# 1.8: The Last Step

- Page ID
- 10156

A lot of people — from Polya to the writers of the Common Core State Standards and a lot of people in between — talk about problem solving in mathematics. One fact is rarely acknowledged, except by many professional mathematicians: Asking good questions is as valuable (and as difficult) as solving mathematical problems.

After solving a mathematical problem and explaining your solution to someone else, it is a very good mathematical habit to ask yourself: What other questions can I ask?

Recall Problem 3, “Squares on a Chess Board”:

How many squares of any possible size are on a standard 8 × 8 chess board? (The answer is not 64! It’s a lot bigger!)

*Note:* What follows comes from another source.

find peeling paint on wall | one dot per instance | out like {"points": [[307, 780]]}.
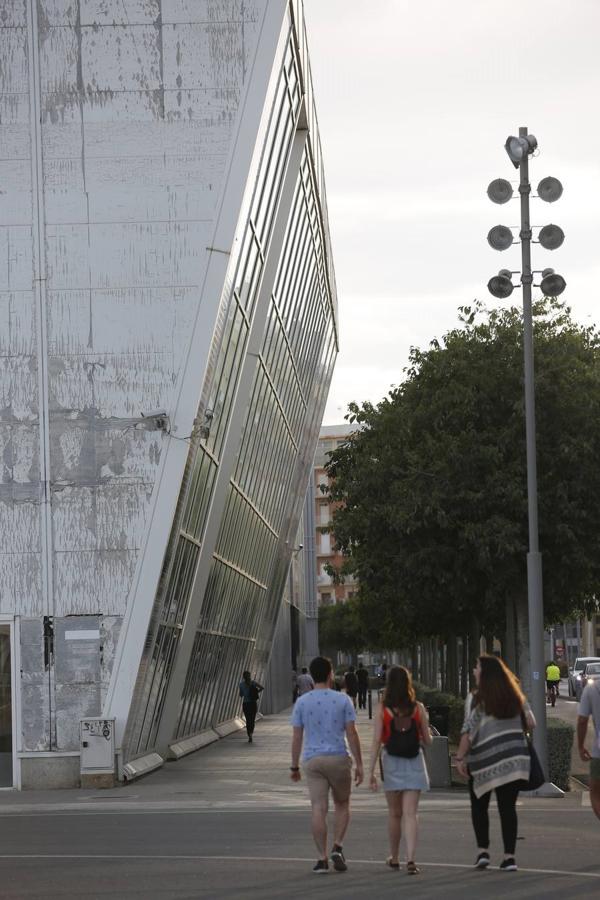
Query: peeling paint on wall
{"points": [[138, 100]]}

We have already talked about some obvious follow-up questions like “What about a 10 × 10 chess board? Or 100 × 100? Or \(n \times n\)?”

But there are a lot of interesting (and less obvious . . . and harder) questions you might ask:

- How many rectangles of any size and shape can you find on a standard 8 × 8 chess board? (This is a lot harder, because the rectangles come in all different sizes, like 1 × 2 and 5 × 3. How could you possibly count them all?)
- How many triangles of any size and shape can you find in this picture?

Recall Problem 4, “Broken Clock”:

This clock has been broken into three pieces. If you add the numbers in each piece, the sums are consecutive numbers. Can you break another clock into a different number of pieces so that the sums are consecutive numbers?

The original problem only asks if you can find one other way. The obvious follow-up question: “Find every possibly way to break the clock into some number of pieces so that the sums of the numbers on each piece are consecutive numbers. Justify that you have found every possibility.”

Choose a problem from the __Problem Bank__ (preferably a problem you have worked on, but that is not strictly necessary). What follow-up or similar questions could you ask?